Speaking as a sociologist, I can tell you that it likely comes from an innate desire to know the source of social imagination. We have a natural tendency to look to the cosmos for an answer because it appears to be bigger than we are, bigger than our social imagination. In that contemplation, we have a keen desire to be reunited with what is larger than life... our life. 

What I find interesting is that whenever humans and aliens are combined to form some kind of alliance or 'greater' community, aliens are given top positions in the 'social' hierarchy. Why? It is because of our innate desire and even knowing that there is something greater that is the creator. Humans thus tend to imagine that aliens are either the creator or somehow closer to it as they imagine aliens having greater machines, intellect, and transportation to come and go throughout the cosmos 'being' God as we think that they are doing and desire to be doing.

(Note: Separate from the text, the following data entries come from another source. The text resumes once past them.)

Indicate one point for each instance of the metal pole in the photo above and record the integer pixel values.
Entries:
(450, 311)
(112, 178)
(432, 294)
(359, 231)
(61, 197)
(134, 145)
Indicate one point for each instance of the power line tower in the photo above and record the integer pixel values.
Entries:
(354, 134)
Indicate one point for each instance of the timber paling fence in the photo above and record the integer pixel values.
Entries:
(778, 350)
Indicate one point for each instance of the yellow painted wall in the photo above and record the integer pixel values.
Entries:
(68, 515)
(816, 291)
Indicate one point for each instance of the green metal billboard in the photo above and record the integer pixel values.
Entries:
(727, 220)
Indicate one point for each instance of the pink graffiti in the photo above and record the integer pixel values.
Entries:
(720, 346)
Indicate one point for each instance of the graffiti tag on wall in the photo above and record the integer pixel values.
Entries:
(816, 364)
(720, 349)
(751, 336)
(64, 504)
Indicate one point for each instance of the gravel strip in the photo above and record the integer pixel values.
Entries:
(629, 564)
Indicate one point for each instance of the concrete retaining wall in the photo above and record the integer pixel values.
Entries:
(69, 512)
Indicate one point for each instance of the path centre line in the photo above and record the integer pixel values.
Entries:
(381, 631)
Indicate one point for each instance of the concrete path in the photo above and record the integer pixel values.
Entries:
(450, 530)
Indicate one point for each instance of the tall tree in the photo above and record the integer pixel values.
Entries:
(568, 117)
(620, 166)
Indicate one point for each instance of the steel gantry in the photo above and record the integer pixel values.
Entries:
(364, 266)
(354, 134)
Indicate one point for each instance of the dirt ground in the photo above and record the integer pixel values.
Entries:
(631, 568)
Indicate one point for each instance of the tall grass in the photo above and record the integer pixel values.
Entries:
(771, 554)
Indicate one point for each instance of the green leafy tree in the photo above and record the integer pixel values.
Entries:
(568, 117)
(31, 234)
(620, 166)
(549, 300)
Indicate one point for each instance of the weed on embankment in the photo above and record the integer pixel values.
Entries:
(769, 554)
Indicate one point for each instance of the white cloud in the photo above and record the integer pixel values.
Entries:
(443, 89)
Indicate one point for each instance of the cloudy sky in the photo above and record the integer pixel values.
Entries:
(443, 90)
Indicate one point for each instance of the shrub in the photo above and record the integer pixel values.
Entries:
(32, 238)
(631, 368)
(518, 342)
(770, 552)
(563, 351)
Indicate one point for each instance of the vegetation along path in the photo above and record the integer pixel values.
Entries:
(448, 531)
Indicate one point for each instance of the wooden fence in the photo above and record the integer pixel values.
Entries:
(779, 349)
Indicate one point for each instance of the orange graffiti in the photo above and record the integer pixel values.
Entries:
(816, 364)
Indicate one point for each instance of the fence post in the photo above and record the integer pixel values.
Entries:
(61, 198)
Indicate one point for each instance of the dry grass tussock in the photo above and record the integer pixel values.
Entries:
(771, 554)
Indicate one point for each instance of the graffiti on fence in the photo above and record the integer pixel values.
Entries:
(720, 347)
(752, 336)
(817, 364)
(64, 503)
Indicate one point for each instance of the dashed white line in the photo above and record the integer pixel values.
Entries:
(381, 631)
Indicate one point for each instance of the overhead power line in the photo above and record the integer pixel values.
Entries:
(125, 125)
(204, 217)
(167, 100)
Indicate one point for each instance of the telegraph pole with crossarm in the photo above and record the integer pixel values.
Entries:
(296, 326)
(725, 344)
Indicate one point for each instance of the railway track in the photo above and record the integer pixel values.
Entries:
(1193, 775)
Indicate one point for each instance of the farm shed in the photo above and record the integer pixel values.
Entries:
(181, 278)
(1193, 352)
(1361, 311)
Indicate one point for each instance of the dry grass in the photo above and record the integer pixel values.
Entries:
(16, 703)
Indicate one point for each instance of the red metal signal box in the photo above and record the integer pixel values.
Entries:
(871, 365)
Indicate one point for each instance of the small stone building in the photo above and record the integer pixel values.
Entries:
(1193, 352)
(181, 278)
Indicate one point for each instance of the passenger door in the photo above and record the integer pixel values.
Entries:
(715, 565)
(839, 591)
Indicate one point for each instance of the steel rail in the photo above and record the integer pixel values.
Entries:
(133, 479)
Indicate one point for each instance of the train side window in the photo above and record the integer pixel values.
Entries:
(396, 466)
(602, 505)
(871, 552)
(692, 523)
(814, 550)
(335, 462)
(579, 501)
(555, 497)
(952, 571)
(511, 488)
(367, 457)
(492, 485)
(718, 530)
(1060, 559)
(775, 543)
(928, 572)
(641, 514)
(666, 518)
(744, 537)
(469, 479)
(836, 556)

I have yet to hear anyone imagining that humans are the greatest creations and that we would be the guardians of the cosmos and that everything else would fall under our domain.

I have yet to hear a lot about the idea that aliens might be supernatural beings from a higher dimension and that they are part of the same God created cosmos as humans only they corrupted it against the Creator's will.

Aliens, if there were any real aliens in fact, would be unrecognizable to us; thus, we cannot imagine 'real' aliens as if they are outside of us, outside of our experience. We can only imagine what we have already experienced as in something which we have already imagined, known, and or can put together using things that we know. That is why any imagination of aliens tend to be a blend of things we know.

Does that sound as though we have poor imaginations? It only means we have limited imagination. Is that good or bad? One could suppose it is both. One could suppose that when we need more imagination we will either access it or be bestowed with it which does not mean that by suddenly having more information aliens will appear to us and we will see them as they really and truly are. If anything, we will be imagining them only slightly different than any other imagination we have yet imagined; but even then, what does that mean?  It can mean that as long as we have only a certain amount of information to use in our social imaginations, we will only be able to imagine something using what we have to work with; as in using the information we have  at hand in different combinations.

The greater question is - Who provides this information? Aliens? As stated above, we cannot know aliens so we would not recognize 'their' information. We recognize the information that the Creator of Heaven and Earth provides, acknowledging that there is a creator as all programs have creators and that we imagine Him as He imagined us. Hence, we recognize that we are humans because we were created that way. There is nothing that the Creator 'God' did not imagine, that we could not imagine. We exist in His imagination and thus His imagination is not alien to us. We have yet to embrace that fully.  So, again... to ask why are we imagining Aliens ??? If anything they are results of our failure to embrace the Creator's imagination.